About the optimization of the generated LLVM IR function that returns struct type

I wrote a function that returns the following structure and compiled it to LLVM IR using clang++ with -O3.

#include <cstdint>

typedef struct {
    uint64_t a;
    uint32_t b;
} BBB;

[[gnu::used]] BBB fun2(uint64_t a, uint32_t b) {
    return BBB{a, b};
}

As a result, the following LLVM IR was generated, and this code performs no memory accesses (at least in the LLVM IR) and calculates using only virtual registers.

; Function Attrs: mustprogress nofree norecurse nosync nounwind willreturn memory(none) uwtable
define dso_local [2 x i64] @_Z4fun2mj(i64 noundef %0, i32 noundef %1) #4 {
  %3 = insertvalue [2 x i64] poison, i64 %0, 0
  %4 = zext i32 %1 to i64
  %5 = insertvalue [2 x i64] %3, i64 %4, 1
  ret [2 x i64] %5
}

However, when I compiled a function that returns a structure with three members in the same way:

typedef struct {
  uint64_t a;
  uint64_t b;
  uint64_t c;
} BIGS;

[[gnu::used]] BIGS func3(uint64_t a, uint64_t b, uint64_t c) {
  return BIGS{a, b, c};
}

The following code was generated. This code adds an unnecessary pointer as an argument and performs memory accesses. After some experiments, I found that this happens when the number of members is three or more. Why does this result occur? I thought that performing memory accesses would generally make it slower. Could anyone give me some advice?

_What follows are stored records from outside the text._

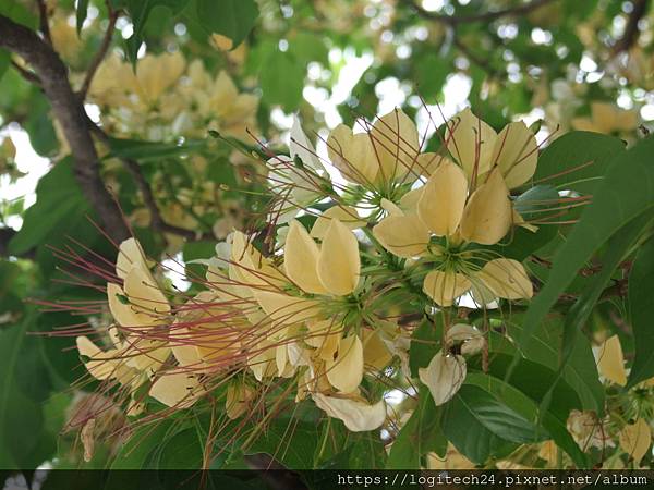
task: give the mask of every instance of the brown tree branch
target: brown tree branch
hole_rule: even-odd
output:
[[[90,119],[87,119],[88,125],[93,133],[100,139],[105,145],[109,145],[109,136],[107,133],[102,131],[101,127],[96,125]],[[143,196],[143,204],[150,212],[150,219],[153,223],[153,228],[161,233],[172,233],[175,235],[183,236],[187,240],[196,240],[197,234],[191,230],[185,230],[180,226],[174,226],[172,224],[167,223],[161,217],[161,212],[159,211],[159,207],[157,206],[157,201],[153,194],[153,191],[147,183],[143,172],[141,171],[141,166],[137,161],[131,158],[119,158],[120,161],[123,162],[128,171],[132,174],[132,177],[136,182],[138,189]]]
[[[96,74],[96,71],[100,66],[100,63],[107,56],[107,51],[109,50],[109,46],[111,46],[111,39],[113,37],[113,32],[116,30],[116,21],[118,20],[118,12],[111,9],[111,4],[107,2],[107,8],[109,9],[109,25],[107,26],[107,30],[105,32],[105,37],[102,38],[102,44],[100,45],[100,49],[94,57],[86,71],[86,76],[84,77],[84,83],[80,88],[80,99],[84,100],[86,97],[86,93],[90,87],[93,82],[93,77]]]
[[[74,158],[82,191],[98,212],[105,231],[116,242],[130,232],[113,197],[100,177],[100,163],[86,124],[82,101],[74,95],[66,68],[52,47],[32,29],[0,15],[0,47],[23,58],[41,82]]]
[[[492,22],[501,17],[516,17],[519,15],[525,15],[530,12],[533,12],[542,7],[545,7],[548,3],[558,0],[532,0],[529,3],[523,3],[517,7],[509,7],[502,10],[495,10],[489,12],[483,12],[474,15],[443,15],[436,12],[431,12],[428,10],[423,9],[421,5],[415,3],[414,0],[402,0],[407,5],[413,9],[420,16],[440,22],[441,24],[447,25],[458,25],[458,24],[472,24],[475,22]]]
[[[647,13],[647,9],[650,7],[650,0],[633,0],[632,2],[633,10],[629,14],[629,20],[627,21],[627,25],[625,26],[625,33],[622,37],[614,45],[613,54],[619,54],[622,51],[628,51],[635,41],[638,41],[638,37],[640,30],[638,28],[638,24],[641,19],[645,16]]]

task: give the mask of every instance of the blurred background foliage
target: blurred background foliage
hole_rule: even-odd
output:
[[[51,41],[84,102],[104,185],[172,269],[213,255],[232,228],[256,225],[266,200],[249,154],[281,147],[293,113],[320,137],[398,106],[424,131],[431,117],[472,105],[497,130],[525,119],[540,142],[576,128],[633,143],[654,128],[649,0],[0,0],[0,14]],[[196,466],[202,427],[187,420],[167,421],[183,429],[174,437],[166,425],[145,434],[140,451],[98,439],[90,461],[66,429],[93,387],[75,384],[74,340],[44,334],[85,321],[62,305],[101,293],[65,272],[61,252],[113,261],[116,249],[38,75],[2,49],[0,142],[0,467],[105,467],[117,451],[140,466],[155,464],[156,446],[160,467]],[[620,333],[620,308],[596,307],[590,329]],[[630,335],[620,338],[630,351]],[[97,433],[114,433],[121,417]],[[322,429],[308,416],[300,425],[284,456],[293,467],[316,463]],[[283,427],[258,449],[275,453]],[[375,466],[358,461],[373,442],[350,437],[340,464]]]

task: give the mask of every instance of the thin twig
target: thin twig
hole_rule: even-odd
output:
[[[48,24],[48,7],[45,0],[36,0],[38,4],[39,28],[44,39],[52,46],[52,36],[50,36],[50,25]]]
[[[15,60],[11,60],[11,65],[23,78],[25,78],[25,81],[29,82],[31,84],[40,85],[40,79],[35,73],[31,72],[29,70],[25,70],[23,66],[16,63]]]
[[[530,3],[523,3],[516,7],[509,7],[502,10],[483,12],[480,14],[473,15],[443,15],[436,12],[431,12],[428,10],[423,9],[421,5],[415,3],[413,0],[402,0],[407,5],[413,9],[419,15],[429,19],[432,21],[440,22],[441,24],[447,25],[457,25],[457,24],[472,24],[475,22],[492,22],[501,17],[516,17],[519,15],[524,15],[534,10],[537,10],[542,7],[545,7],[548,3],[552,3],[556,0],[533,0]]]
[[[100,176],[100,161],[86,123],[82,101],[68,79],[68,69],[52,47],[34,30],[0,15],[0,47],[25,60],[40,79],[52,113],[71,147],[75,179],[102,220],[111,240],[130,236],[122,212]]]
[[[80,98],[84,100],[86,94],[88,93],[88,88],[93,82],[93,77],[95,76],[100,63],[107,56],[107,51],[109,50],[109,46],[111,46],[111,39],[113,38],[113,32],[116,30],[116,21],[118,20],[118,12],[111,9],[109,2],[107,2],[107,8],[109,9],[109,25],[107,26],[107,30],[105,32],[105,37],[102,39],[102,44],[100,45],[100,49],[93,58],[88,70],[86,71],[86,76],[84,77],[84,83],[80,88]]]

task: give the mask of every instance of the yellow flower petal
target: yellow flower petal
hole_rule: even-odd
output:
[[[124,280],[124,292],[144,326],[166,321],[170,304],[149,272],[132,268]]]
[[[169,372],[153,383],[149,395],[166,406],[187,408],[195,403],[201,392],[197,376],[190,372]]]
[[[524,184],[536,171],[536,136],[522,121],[507,124],[497,136],[492,161],[499,167],[507,187]]]
[[[382,340],[379,331],[363,329],[361,336],[364,365],[376,370],[384,369],[392,359],[392,354]]]
[[[451,160],[444,160],[425,184],[417,213],[435,235],[451,235],[459,226],[467,197],[463,171]]]
[[[449,401],[461,388],[465,379],[465,359],[459,355],[444,356],[438,352],[426,368],[417,370],[420,380],[425,384],[436,406]]]
[[[423,282],[423,291],[439,306],[451,306],[452,302],[470,290],[465,275],[456,272],[433,270]]]
[[[147,270],[145,253],[136,238],[128,238],[120,244],[116,258],[116,274],[124,280],[132,267],[143,267]]]
[[[532,282],[522,264],[513,259],[494,259],[487,262],[476,273],[481,280],[497,297],[505,299],[529,299],[533,296]]]
[[[497,134],[470,109],[459,112],[447,122],[445,140],[447,149],[463,167],[469,180],[491,170]]]
[[[488,175],[470,197],[461,219],[461,236],[468,242],[493,245],[511,228],[512,208],[508,188],[498,170]]]
[[[384,218],[373,229],[373,235],[384,248],[398,257],[422,255],[429,243],[429,232],[415,213]]]
[[[374,430],[386,420],[386,403],[384,400],[370,405],[363,401],[328,396],[313,393],[316,406],[334,418],[343,421],[352,432]]]
[[[395,109],[375,121],[371,139],[379,160],[378,181],[401,180],[410,170],[420,174],[415,163],[420,151],[417,128],[402,110]]]
[[[353,134],[348,126],[339,124],[329,133],[327,154],[349,181],[363,185],[375,181],[379,164],[368,134]]]
[[[597,369],[600,373],[620,387],[626,385],[625,356],[618,335],[608,338],[597,351]]]
[[[331,294],[346,296],[359,283],[359,242],[348,226],[331,220],[318,256],[318,278]]]
[[[298,220],[291,221],[283,248],[287,275],[307,293],[325,294],[317,273],[319,248]]]
[[[342,338],[338,352],[325,363],[329,383],[343,393],[351,393],[363,379],[363,344],[359,335]]]
[[[316,222],[311,229],[311,236],[314,238],[323,240],[327,229],[331,223],[331,220],[339,220],[350,230],[356,230],[358,228],[365,226],[365,220],[362,220],[351,206],[334,206],[327,209],[323,215],[318,217]]]
[[[634,424],[629,424],[620,431],[620,448],[640,466],[650,444],[652,430],[644,418],[639,418]]]

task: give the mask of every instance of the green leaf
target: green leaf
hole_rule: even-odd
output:
[[[266,453],[289,468],[311,469],[317,441],[315,425],[280,419],[271,422],[244,453]]]
[[[254,0],[196,0],[196,11],[199,24],[209,34],[229,37],[232,48],[245,39],[258,17]]]
[[[654,238],[647,240],[635,257],[629,275],[629,311],[635,340],[635,358],[627,389],[654,377]]]
[[[25,211],[23,228],[9,243],[9,253],[21,255],[51,235],[61,237],[75,224],[75,217],[85,215],[92,215],[90,205],[73,174],[72,159],[65,158],[38,182],[36,203]]]
[[[573,131],[555,139],[538,158],[534,181],[560,189],[593,194],[602,183],[611,159],[625,149],[613,136]]]
[[[425,318],[411,334],[409,347],[409,367],[411,376],[417,378],[417,370],[428,366],[440,348],[443,315],[435,316],[435,322]]]
[[[82,32],[82,26],[84,25],[84,21],[86,21],[86,14],[88,12],[88,0],[78,0],[77,1],[77,11],[76,11],[76,26],[77,26],[77,35]]]
[[[440,429],[441,407],[434,404],[427,390],[420,392],[417,407],[395,439],[387,469],[420,469],[421,458],[428,452],[444,456],[447,439]]]
[[[641,213],[651,212],[654,206],[653,152],[654,137],[647,137],[611,159],[606,177],[594,192],[593,203],[558,249],[547,282],[525,314],[525,328],[519,339],[522,348],[528,348],[534,331],[597,248],[625,224]]]
[[[185,140],[184,144],[144,142],[140,139],[110,138],[111,152],[105,158],[130,158],[138,161],[161,160],[187,155],[205,146],[204,140]]]
[[[264,99],[279,105],[286,112],[298,109],[302,100],[306,68],[289,52],[274,50],[261,68],[259,83]]]
[[[520,339],[524,332],[524,315],[514,314],[505,324],[511,338]],[[531,333],[531,342],[522,346],[520,352],[526,359],[556,371],[561,357],[559,346],[562,335],[564,318],[560,315],[550,314]],[[604,389],[600,382],[595,358],[588,341],[580,339],[576,342],[570,360],[564,367],[562,378],[579,395],[579,403],[573,405],[574,408],[596,411],[603,406]],[[512,381],[511,384],[513,384]],[[561,406],[560,403],[559,406]]]
[[[519,444],[538,441],[536,426],[475,385],[462,385],[445,405],[443,431],[470,461],[504,457]]]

; Function Attrs: mustprogress nofree norecurse nosync nounwind willreturn memory(argmem: write) uwtable
define dso_local void @_Z5func3mmm(ptr noalias nocapture writeonly sret(%struct.BIGS) align 8 %0, i64 noundef %1, i64 noundef %2, i64 noundef %3) #5 {
  store i64 %1, ptr %0, align 8, !tbaa !16
  %5 = getelementptr inbounds %struct.BIGS, ptr %0, i64 0, i32 1
  store i64 %2, ptr %5, align 8, !tbaa !18
  %6 = getelementptr inbounds %struct.BIGS, ptr %0, i64 0, i32 2
  store i64 %3, ptr %6, align 8, !tbaa !19
  ret void
}

It’s actually related to the ABI of the architecture you want to target, which I assumed it’s x86_64. Here is the description from Wikipedia (my apologies for the lack of a better source) regarding returning a struct in x86_64 SysV ABI: “ …Struct and union return types with sizes of two pointers or fewer are returned in RAX and RDX (or XMM0 and XMM1). When an oversized struct return is needed, another pointer to a caller-provided space is prepended as the first argument…”

1 Like

In your second example, the pointer has the attribute sret. You can search for sret in this document for more details:
https://llvm.org/docs/LangRef.html

1 Like

@ mshockwave Thank you for your response. This code was verified on ARM64, and it might be due to the ABI specifications similar to x86-64. Additionally, I think it is possible to forcibly define a function using the LLVM IR API that returns a relatively large structure while using only virtual registers. However, in such a function, is it unlikely that LLVM will perform register allocation so that the return value is computed entirely using physical registers?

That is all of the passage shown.